Wright hosted many well-known musicians on his radio program, including Muddy Waters, B. B. King, Sonny Boy Williamson II, Pinetop Perkins, Robert Nighthawk, and Elvis Presley. In the early 1950s Wright helped introduce a young Ike Turner to radio audiences; Turner went on to host a weekly show on WROX and played live broadcasts with his band, the Kings of Rhythm, and with his wife, Tina Turner. Assuming that listeners knew the music he played, Wright rarely gave the name of the song or artist. He had a very personal delivery, creating a down-home feel to his radio broadcasts. Much of his banter was related to community events, church announcements, and even minor local occurrences: “I want to let you know that some snakes has been seen in the Roundyard neighborhood. The grass has grown up around the sidewalks and snakes has been seen, looking for water. And a man told me the other day, he saw a snake in the street.” All of his announcements were unscripted, and he put his personal stamp on advertisements: “At the M&F Grocery and Market, the aisles are so big that two shopping carts can pass each other and never bump into each other.” Members of Wright’s large audience, which included both black and white listeners, would call into WROX and request blues, soul, gospel, and R&B songs.

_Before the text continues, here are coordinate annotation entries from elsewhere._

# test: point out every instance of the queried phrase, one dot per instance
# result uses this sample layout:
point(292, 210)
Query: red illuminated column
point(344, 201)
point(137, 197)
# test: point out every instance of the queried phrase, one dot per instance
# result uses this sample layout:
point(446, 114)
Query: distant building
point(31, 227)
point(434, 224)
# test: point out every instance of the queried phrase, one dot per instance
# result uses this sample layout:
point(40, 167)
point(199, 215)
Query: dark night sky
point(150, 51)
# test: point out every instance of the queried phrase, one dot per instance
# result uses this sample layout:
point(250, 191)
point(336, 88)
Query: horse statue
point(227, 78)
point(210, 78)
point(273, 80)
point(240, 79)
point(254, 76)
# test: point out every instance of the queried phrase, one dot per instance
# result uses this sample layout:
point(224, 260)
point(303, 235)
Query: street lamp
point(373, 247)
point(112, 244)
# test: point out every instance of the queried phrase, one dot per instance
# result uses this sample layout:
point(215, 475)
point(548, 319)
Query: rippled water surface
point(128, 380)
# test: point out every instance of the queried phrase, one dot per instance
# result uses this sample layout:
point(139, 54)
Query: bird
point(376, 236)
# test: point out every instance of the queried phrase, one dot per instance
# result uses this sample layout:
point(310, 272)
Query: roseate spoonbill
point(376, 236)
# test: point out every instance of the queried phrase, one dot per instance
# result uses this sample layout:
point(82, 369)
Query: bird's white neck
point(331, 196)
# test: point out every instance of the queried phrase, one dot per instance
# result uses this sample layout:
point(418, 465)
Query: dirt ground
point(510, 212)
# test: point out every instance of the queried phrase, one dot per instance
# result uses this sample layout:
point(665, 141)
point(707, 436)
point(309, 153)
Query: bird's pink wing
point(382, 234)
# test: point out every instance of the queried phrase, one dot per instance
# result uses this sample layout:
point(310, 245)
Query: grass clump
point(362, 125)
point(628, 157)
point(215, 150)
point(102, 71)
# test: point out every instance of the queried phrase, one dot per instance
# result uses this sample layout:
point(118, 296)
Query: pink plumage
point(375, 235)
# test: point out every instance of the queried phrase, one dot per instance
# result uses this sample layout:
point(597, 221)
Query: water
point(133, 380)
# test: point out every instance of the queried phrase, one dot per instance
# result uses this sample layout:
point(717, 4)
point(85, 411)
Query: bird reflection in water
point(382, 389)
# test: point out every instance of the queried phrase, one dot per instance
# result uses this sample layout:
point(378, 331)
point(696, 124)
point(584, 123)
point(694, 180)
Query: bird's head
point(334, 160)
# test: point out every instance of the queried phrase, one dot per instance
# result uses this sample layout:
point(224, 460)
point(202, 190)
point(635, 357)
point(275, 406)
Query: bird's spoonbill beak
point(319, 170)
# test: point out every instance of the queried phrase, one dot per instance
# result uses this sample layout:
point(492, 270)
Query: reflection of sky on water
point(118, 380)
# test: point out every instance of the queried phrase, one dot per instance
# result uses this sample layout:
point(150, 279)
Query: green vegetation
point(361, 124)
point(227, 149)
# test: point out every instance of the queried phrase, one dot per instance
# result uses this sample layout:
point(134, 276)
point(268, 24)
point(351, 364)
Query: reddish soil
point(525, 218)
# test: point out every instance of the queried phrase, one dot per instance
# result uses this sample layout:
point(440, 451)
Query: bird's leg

Wright’s long, distinguished career resulted in the creation of an annual lecture at the University of Mississippi’s Center for the Study of Southern Culture in the 1980s and 1990s. Every year, the Sunflower River Blues and Gospel Festival in Clarksdale gives the Early Wright Blues Heritage Award to nonmusicians who have helped “preserve, promote, perpetuate, and document blues in the Mississippi Delta.”
Wright retired from broadcasting in 1998 and died of a heart attack on 10 December 1999.
- Kenneth Bays, Blues Revue (March 2000)
- Douglas Martin, New York Times (17 December 1999)
- Panny Mayfield, Living Blues (May–June 2000)
- Andy McWilliams, Living Blues (September–October 1988)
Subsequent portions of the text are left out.